I went to Geneva last week, and I found Einstein looking out of a window in the gable wall of a house.

When I looked closer I realized that the wall was solid and made from prefabricated elements. So Einstein was just a painting on the wall.

There is more on the wall, so if you are ever in Geneva I suggest you go to Chemin Edouard-Sarasin and taker a look at the gable wall.

Whoever paid for this really appreciates their neigborhood.

FLL competition @ Kjeller

Last Saturday the local final in the First Lego League was arranged at Akershus University College. My youngest was part of the Team Kebabgeeks that got the fifth place out of ten competing groups. And they were nominated for the prize for best presentation.

The picture shows a panorama of one of the robot challenges, with my team in red. As the competition developed they got really excited, and contrary to my expectation they expressed the desire to participate next year as well. Whether they do or not, I think they have got an experience they will remember the rest of their lives, and maybe influence the path they take later in life.

Wednesday, November 9, 2011

OSL - a disgusting airport

On Monday I travelled to Germany via Oslo Airport Gardermoen (OSL). Early in the morning I had some time to waste before my flight, so I walked around window shopping. One of the shops there is an electronics shop, and just outside the shop someone had been sick and vomitted on the floor. The weird thing was that nothing was done about the vomit on the floor except putting up a barely readable note to warn people passing by (the footstool came later).

From the angle I approached the store I nearly didn't see the notice, and I saw at least one other person loosing their footing on the wet floor. As far as I could see the person managed to stay on her feet, but ruining her clothes and possible physical injury was close. So why wasn't any attempt done to dry up the vomit from the floor.

I approached some staff at another shop nearby, and they told me they had offered the staff at the electronics shop to call the cleaning department. But this offer was rejected. When I expressed my concern to them, they made the call anyway. But nothing happend. From the first time I consulted my clock the first time to the last time I was within range of the vomit, more than 20 minutes passed without anything happening.

I like to think that if I were working in the electronics shop I would have started drying up myself - wouldn't any responsible person do that? I would claim that both the guys at the electronics shop and the resources responsible for keeping the airport clean have demonstrated that they should find something else to do.

Tuesday, November 1, 2011

The Rise of the East

I have just attended Norwegian Institute of International Affairs' seminar on "The Rise of the East". My prime reason was to see Hans Rosling, the father of entertaining statistics, sharing his insight.
Of course, the overall topic of how Norway and rising populations in Asia can interact was interesting as well.

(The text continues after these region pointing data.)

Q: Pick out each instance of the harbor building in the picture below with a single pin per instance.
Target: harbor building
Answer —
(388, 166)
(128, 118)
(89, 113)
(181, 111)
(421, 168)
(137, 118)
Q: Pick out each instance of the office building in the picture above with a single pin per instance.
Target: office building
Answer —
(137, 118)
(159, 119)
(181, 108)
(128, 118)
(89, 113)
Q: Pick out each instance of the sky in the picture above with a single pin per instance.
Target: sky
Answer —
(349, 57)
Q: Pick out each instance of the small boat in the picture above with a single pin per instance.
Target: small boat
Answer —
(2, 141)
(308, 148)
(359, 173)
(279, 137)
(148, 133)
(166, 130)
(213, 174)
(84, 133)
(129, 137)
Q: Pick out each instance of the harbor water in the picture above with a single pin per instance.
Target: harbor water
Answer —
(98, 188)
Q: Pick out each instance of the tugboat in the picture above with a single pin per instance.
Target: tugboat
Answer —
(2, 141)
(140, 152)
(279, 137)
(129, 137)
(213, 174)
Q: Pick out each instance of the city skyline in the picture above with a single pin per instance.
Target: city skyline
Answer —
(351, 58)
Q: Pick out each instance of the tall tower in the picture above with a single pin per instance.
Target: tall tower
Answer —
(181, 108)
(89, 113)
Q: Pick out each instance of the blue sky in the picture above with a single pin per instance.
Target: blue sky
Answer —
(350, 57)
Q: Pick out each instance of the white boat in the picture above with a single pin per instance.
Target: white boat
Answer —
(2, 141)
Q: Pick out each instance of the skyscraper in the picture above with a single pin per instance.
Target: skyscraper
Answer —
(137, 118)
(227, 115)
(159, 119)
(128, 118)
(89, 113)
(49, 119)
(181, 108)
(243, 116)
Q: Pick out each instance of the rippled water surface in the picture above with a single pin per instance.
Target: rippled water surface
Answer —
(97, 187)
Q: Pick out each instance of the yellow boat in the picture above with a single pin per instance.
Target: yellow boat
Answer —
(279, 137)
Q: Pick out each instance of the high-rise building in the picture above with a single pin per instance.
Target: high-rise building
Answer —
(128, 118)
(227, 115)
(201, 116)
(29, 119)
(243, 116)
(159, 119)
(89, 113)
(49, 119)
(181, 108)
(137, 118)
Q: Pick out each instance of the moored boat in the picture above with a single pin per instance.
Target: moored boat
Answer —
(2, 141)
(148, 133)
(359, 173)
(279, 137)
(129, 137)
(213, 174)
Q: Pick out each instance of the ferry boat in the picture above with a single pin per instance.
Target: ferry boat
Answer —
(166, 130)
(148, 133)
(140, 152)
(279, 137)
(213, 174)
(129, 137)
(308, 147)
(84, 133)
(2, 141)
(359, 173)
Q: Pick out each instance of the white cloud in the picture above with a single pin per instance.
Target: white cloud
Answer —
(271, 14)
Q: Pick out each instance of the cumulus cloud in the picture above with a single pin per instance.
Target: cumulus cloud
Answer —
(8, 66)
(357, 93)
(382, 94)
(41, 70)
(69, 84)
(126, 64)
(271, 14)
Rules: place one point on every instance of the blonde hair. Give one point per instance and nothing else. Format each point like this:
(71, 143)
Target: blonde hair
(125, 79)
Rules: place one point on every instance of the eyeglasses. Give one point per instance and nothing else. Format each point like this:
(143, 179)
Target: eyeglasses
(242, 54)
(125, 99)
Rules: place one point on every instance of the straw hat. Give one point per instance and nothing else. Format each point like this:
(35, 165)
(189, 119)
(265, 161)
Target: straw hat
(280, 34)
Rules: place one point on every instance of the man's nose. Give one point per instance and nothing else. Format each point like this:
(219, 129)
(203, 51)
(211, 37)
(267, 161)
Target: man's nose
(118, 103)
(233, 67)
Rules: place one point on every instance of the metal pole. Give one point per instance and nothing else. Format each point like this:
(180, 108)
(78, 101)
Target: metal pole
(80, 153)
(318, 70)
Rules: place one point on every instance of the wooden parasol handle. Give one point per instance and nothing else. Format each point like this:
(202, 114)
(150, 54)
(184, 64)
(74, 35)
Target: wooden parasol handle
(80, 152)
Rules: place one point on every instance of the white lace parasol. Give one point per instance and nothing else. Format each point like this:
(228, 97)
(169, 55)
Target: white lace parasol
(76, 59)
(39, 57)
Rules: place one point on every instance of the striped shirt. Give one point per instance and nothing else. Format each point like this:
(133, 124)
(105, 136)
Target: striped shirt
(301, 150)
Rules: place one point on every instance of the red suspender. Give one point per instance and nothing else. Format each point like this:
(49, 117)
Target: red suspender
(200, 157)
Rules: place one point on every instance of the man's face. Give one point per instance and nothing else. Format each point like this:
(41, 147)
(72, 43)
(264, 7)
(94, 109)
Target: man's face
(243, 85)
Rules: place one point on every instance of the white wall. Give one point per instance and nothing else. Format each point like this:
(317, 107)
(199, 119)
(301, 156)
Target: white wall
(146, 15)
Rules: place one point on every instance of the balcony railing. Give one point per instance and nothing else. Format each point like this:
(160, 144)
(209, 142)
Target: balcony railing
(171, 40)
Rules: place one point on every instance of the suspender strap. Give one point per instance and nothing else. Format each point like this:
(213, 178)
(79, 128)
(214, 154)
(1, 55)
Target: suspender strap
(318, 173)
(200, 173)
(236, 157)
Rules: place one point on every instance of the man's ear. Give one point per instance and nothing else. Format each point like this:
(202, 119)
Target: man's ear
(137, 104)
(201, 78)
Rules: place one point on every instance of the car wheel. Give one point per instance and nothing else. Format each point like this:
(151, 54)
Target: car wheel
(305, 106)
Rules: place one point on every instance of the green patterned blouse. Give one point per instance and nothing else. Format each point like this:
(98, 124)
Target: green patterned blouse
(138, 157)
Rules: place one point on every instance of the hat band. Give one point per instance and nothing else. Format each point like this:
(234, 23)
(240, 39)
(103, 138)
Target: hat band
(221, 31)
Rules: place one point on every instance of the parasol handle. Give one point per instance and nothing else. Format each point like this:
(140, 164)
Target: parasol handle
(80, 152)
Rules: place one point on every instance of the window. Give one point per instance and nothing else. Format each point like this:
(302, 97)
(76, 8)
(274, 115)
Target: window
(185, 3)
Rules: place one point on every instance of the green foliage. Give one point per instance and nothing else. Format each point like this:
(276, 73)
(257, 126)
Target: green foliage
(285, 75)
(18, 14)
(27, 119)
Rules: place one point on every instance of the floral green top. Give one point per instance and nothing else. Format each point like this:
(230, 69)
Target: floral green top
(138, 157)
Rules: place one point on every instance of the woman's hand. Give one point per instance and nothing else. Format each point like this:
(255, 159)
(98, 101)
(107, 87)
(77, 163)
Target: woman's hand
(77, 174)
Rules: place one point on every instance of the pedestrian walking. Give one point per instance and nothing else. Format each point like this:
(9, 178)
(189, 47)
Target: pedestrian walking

My work with traceability brought me to south east Asia in 2007-2008, but the later financial downturn made TraceTracker pull out from that market. Now there are signs that things are picking up again.

Part of the topic for today's seminar was the population growth, where, according to Hans Rosling's analysis, the "old world" will be left with 1.5 of the projected 10 billion people. In such a context, the need for traceability on food products may become a neccessity - we can no longer throw away food to be on the safe side when food scares occur. Instead we must use traceability to know exactly what is affected, so that surgical recalls can be performed.